CBS suit explains that “Paramount Pictures Corporation and HenryWinkler/John Rich Productions exchanged a series of offers and counteroffers, including a proposed agreement in December 1984 and a counteroffer in October 1985, respectively, and that neither party ever accepted the other’s offer.”
In an amended complaint, CBS argues “changed their allegations about what contract they are suing on” and raised the issue of whether there was a “meeting of the minds” decades ago when it came to key terms in the agreement.
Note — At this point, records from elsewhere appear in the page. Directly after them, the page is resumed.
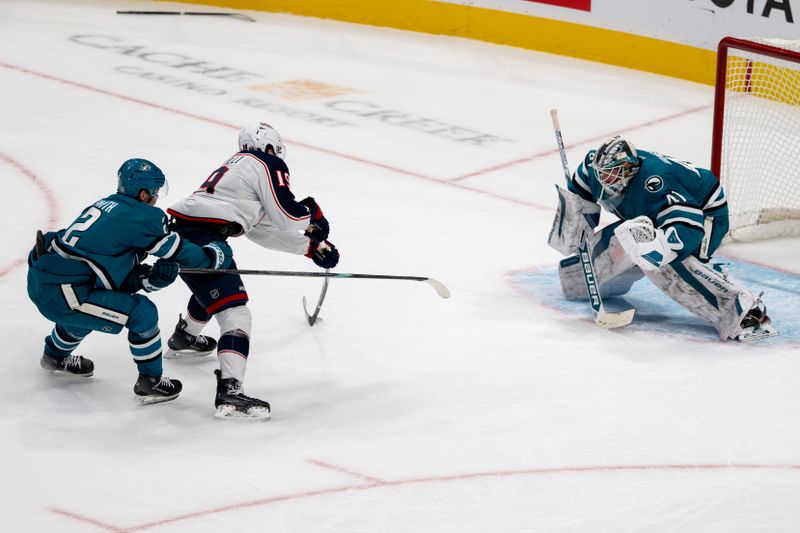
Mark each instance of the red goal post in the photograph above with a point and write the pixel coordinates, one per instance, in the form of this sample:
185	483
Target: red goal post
756	135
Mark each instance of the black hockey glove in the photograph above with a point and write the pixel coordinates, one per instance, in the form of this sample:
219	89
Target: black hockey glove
324	254
162	274
319	229
219	254
151	278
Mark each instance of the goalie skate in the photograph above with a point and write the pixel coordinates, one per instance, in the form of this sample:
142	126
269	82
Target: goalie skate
232	403
756	325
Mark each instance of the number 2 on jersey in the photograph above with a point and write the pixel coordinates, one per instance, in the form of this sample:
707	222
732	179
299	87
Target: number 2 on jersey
84	222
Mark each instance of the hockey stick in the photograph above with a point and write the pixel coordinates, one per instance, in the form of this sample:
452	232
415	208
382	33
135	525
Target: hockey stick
240	16
440	289
602	318
313	318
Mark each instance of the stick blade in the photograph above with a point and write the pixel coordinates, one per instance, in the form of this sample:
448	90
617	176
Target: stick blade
440	289
614	320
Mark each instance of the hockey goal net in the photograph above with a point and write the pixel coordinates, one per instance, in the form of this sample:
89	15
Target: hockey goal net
756	139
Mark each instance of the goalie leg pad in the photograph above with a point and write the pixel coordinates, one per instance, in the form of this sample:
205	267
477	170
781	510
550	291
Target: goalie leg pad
707	293
614	271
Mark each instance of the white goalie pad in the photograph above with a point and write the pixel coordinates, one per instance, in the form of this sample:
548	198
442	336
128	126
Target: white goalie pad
574	217
614	271
709	294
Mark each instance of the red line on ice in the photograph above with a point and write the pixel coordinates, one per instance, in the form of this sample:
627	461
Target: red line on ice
425	480
590	141
346	471
50	201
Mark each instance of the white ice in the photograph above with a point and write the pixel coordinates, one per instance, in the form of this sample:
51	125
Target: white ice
399	411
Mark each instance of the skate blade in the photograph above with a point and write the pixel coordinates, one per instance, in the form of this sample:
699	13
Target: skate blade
68	375
184	354
150	400
254	413
764	332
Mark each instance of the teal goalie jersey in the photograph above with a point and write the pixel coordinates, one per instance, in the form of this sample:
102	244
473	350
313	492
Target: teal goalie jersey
668	191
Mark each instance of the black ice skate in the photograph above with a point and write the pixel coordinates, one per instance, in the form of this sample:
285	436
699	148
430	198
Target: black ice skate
156	389
182	344
231	401
75	365
756	324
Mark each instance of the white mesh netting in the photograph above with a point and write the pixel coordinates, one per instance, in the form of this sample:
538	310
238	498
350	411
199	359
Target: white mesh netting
760	158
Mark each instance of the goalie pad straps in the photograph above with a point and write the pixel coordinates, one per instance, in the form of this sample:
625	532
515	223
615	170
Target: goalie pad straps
614	271
706	293
574	216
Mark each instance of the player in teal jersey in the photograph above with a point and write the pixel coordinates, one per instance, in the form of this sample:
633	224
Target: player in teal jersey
85	278
673	217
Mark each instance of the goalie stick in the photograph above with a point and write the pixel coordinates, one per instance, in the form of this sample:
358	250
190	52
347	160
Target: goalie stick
440	289
602	318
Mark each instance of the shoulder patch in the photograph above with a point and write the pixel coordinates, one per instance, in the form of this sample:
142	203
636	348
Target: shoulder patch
654	184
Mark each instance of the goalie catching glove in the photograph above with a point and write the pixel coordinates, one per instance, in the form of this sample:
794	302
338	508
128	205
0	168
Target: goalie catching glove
574	217
647	246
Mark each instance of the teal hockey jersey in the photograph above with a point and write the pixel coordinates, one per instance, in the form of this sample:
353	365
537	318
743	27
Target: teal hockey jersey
667	191
109	239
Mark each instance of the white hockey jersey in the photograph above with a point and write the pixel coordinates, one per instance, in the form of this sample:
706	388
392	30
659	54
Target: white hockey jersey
250	189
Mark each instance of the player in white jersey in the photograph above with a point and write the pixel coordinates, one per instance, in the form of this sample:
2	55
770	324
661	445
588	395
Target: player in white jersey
248	195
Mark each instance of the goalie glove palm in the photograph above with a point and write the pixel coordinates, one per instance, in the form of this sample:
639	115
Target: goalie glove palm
649	247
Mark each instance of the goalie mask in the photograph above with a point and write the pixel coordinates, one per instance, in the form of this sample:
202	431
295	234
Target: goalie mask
616	164
259	136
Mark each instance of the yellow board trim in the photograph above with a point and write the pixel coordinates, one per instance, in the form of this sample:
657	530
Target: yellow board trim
500	27
764	80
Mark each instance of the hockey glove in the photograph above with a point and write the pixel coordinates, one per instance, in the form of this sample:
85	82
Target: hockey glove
151	278
650	248
162	274
319	229
324	254
219	254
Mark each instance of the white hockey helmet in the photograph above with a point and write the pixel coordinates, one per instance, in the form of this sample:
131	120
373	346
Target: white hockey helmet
616	163
258	136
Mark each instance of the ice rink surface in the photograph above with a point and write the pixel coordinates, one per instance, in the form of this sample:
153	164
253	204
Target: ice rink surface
500	409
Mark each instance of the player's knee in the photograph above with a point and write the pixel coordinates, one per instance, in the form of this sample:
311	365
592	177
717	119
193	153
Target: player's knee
234	318
143	319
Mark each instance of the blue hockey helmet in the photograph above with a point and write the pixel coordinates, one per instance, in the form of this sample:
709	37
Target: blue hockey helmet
616	163
137	174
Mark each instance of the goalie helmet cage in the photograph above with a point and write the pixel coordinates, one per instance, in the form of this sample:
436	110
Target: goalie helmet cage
756	137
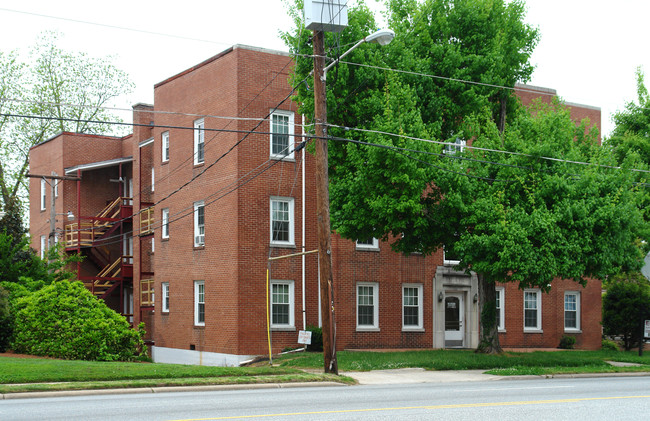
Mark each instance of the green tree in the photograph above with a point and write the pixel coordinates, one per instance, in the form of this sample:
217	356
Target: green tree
625	305
65	89
65	320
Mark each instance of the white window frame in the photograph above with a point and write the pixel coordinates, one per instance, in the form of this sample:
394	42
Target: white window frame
291	203
576	294
165	146
445	261
165	223
291	303
199	139
501	297
165	297
43	194
419	289
290	142
198	294
43	246
365	246
375	303
538	327
199	230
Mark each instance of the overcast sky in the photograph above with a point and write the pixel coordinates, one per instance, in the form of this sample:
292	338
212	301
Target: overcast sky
588	52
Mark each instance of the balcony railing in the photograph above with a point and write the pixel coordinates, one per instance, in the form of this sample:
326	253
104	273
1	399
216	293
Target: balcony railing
146	293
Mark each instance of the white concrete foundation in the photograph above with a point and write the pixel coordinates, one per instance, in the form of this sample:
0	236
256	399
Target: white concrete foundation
185	356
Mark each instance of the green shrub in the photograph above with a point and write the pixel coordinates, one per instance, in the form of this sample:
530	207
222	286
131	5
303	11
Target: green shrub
316	339
64	320
567	342
625	305
608	345
6	321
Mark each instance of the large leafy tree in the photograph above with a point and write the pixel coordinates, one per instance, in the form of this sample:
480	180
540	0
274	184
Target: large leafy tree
66	89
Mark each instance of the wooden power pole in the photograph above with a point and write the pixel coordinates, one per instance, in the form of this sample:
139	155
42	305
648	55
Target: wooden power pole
322	207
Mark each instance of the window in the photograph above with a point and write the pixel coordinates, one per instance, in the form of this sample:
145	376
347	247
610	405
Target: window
43	246
367	306
449	258
457	147
43	197
165	297
412	306
199	224
199	303
199	141
165	223
501	322
282	304
165	146
368	244
282	221
532	310
572	311
282	134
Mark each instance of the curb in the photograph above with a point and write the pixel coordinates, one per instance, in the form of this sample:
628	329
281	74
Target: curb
166	389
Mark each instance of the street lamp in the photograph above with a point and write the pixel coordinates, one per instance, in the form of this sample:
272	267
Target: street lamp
382	37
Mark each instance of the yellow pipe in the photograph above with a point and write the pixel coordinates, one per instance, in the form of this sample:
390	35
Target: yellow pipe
268	324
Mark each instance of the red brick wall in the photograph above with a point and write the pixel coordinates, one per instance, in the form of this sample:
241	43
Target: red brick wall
553	317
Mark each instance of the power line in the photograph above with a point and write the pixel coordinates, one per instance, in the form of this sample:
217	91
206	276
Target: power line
122	28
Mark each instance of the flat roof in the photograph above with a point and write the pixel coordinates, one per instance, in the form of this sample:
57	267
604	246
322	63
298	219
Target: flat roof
97	165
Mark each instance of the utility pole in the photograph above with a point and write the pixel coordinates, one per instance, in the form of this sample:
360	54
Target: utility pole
322	207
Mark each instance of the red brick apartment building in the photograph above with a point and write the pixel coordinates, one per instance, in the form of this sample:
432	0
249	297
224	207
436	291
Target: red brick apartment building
191	206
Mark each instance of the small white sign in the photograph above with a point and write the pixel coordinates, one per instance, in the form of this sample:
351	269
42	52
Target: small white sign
304	337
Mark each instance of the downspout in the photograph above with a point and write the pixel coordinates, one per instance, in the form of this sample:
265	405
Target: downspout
304	320
79	227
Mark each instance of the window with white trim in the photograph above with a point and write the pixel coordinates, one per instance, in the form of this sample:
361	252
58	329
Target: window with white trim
411	306
199	224
199	141
282	141
367	306
282	221
500	304
43	194
532	310
165	297
199	303
572	311
448	258
368	244
282	304
43	246
165	146
165	223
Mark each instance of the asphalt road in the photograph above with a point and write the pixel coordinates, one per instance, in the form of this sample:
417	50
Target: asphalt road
612	398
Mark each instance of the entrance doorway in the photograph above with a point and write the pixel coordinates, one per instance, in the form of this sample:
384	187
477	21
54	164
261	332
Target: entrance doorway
454	320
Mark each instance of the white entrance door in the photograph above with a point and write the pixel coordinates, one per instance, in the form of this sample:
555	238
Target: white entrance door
454	320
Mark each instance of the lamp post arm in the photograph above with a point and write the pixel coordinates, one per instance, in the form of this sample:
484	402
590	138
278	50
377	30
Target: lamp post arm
329	66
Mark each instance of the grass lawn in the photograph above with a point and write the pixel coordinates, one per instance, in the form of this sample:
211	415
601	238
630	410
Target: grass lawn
44	374
509	363
41	374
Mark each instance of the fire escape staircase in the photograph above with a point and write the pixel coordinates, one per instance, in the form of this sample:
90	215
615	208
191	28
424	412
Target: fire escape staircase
92	235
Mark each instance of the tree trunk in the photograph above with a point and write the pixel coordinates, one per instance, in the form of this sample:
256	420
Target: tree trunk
488	328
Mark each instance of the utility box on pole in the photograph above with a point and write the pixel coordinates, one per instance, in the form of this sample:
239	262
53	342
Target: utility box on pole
326	15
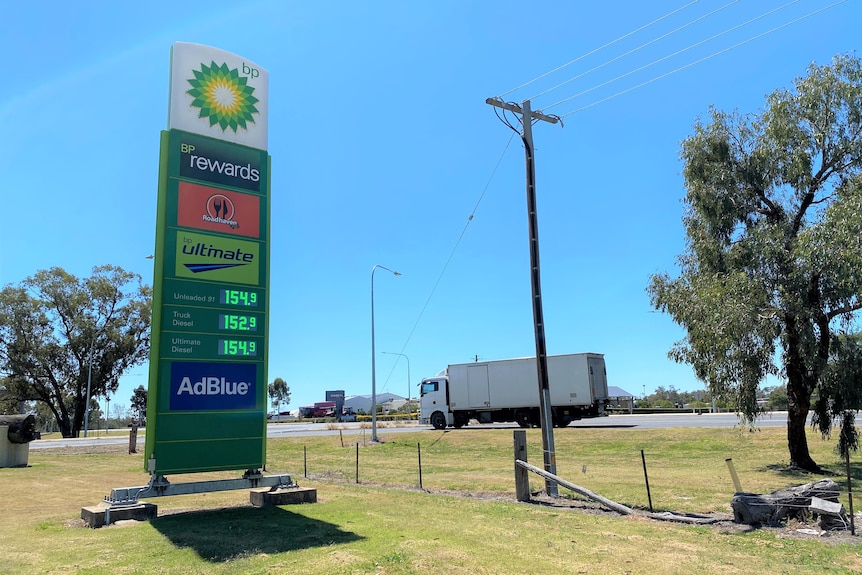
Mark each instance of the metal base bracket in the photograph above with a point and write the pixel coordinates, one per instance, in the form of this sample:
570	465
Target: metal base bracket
159	486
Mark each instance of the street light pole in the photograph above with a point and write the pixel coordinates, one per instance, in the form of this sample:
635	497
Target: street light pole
89	380
373	366
408	377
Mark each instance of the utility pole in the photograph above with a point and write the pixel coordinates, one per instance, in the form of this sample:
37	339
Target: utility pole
545	414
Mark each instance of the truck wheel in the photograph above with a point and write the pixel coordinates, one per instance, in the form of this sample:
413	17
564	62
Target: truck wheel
522	417
438	420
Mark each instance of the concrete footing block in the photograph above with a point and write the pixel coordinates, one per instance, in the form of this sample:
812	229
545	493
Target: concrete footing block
103	514
288	496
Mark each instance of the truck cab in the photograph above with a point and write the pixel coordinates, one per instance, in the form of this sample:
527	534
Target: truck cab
434	402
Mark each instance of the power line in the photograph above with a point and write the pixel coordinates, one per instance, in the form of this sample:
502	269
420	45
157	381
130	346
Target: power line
678	52
641	47
641	85
590	53
452	253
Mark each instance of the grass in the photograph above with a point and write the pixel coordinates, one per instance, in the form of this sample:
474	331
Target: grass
385	525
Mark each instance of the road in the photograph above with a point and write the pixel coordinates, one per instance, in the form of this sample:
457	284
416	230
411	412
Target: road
637	421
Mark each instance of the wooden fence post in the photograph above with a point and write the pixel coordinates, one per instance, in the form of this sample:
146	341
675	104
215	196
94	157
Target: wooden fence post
522	476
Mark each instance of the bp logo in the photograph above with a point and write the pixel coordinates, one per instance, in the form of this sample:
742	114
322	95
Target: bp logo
223	95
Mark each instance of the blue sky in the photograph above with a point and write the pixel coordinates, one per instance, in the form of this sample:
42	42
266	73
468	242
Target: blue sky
383	146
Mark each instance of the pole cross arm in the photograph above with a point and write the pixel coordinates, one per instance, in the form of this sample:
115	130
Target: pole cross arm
512	107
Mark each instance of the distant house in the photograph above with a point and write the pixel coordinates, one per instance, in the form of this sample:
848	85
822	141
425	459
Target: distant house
618	397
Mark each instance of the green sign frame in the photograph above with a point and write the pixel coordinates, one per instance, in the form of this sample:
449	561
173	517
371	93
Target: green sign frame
207	397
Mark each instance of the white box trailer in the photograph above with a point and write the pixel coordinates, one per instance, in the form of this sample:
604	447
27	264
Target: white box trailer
508	390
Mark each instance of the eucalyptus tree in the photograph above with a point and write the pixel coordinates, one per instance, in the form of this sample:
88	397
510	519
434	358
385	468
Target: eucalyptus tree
279	392
62	336
771	273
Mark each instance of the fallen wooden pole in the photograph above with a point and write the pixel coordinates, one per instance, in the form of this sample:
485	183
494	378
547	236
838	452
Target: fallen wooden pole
613	505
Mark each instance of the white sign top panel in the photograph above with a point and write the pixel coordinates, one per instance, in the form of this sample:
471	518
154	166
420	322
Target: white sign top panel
218	94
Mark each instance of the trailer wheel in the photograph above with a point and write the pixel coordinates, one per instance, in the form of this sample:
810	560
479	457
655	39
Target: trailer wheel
461	419
438	420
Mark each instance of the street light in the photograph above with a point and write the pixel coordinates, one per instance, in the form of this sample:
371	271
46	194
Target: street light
408	378
89	379
373	367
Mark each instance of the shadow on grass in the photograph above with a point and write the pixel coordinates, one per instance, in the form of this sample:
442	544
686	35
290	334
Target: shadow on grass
594	426
836	473
223	534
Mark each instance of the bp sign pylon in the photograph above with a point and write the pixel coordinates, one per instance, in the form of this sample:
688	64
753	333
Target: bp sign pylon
207	392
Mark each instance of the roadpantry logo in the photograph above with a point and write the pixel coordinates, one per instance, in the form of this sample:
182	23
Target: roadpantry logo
224	96
220	210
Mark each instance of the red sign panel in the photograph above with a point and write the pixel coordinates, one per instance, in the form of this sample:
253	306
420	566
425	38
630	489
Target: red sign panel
218	210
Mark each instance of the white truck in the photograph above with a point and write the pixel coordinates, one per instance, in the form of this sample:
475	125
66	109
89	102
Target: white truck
508	390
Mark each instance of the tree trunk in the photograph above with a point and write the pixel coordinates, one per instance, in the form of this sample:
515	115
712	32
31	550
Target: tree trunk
798	406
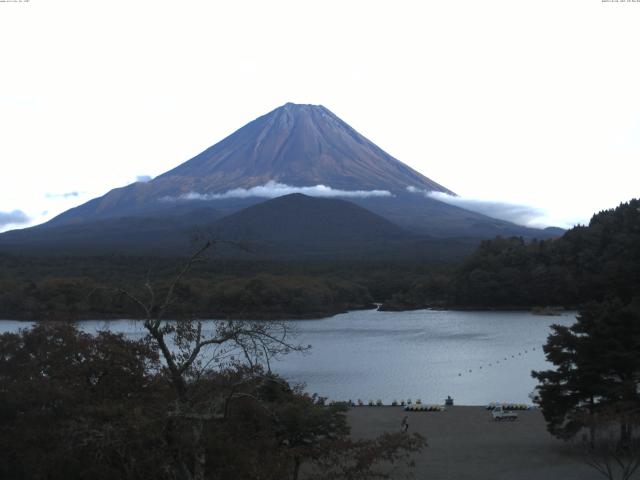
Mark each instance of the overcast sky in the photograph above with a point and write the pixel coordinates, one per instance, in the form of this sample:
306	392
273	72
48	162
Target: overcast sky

In a Dec. 2 filing, CBS argues, “Such a failure to reach a meeting of the minds on all material terms ‘prevents the formation of a contract even though the parties have orally agreed upon some of the terms, or have taken some action related to the contract.'”
“The Proposed Agreement contemplated that each specific television show produced thereunder would have its own separate joint venture agreement between the parties related to that television show,” states the filing, which is embedded below. “After the parties acknowledged, in writing, that an early draft of the Proposed Agreement was signed ‘in error,’ they continued to negotiate for several years.”
“After three-plus years of litigation, over a dozen depositions, hundreds of written discovery requests, and thousands of pages of documents exchanged, the combination of documents Plaintiffs proffer as the alleged contract they seek to enforce is unenforceable as a matter of law due to the lack of mutual consent,” states the filing. “The issues regarding contract formation are ripe for summary judgment given Plaintiffs’ admissions and acknowledgment that whether the documents they point to in their FAC amount to an enforceable ‘final contract’ is a legal conclusion for this Court to decide. … Twelve jurors cannot save Plaintiffs from their own words, and CBS respectfully requests that the Court grant summary judgment rather than force a jury to try to find a contract that Plaintiffs themselves cannot identify.”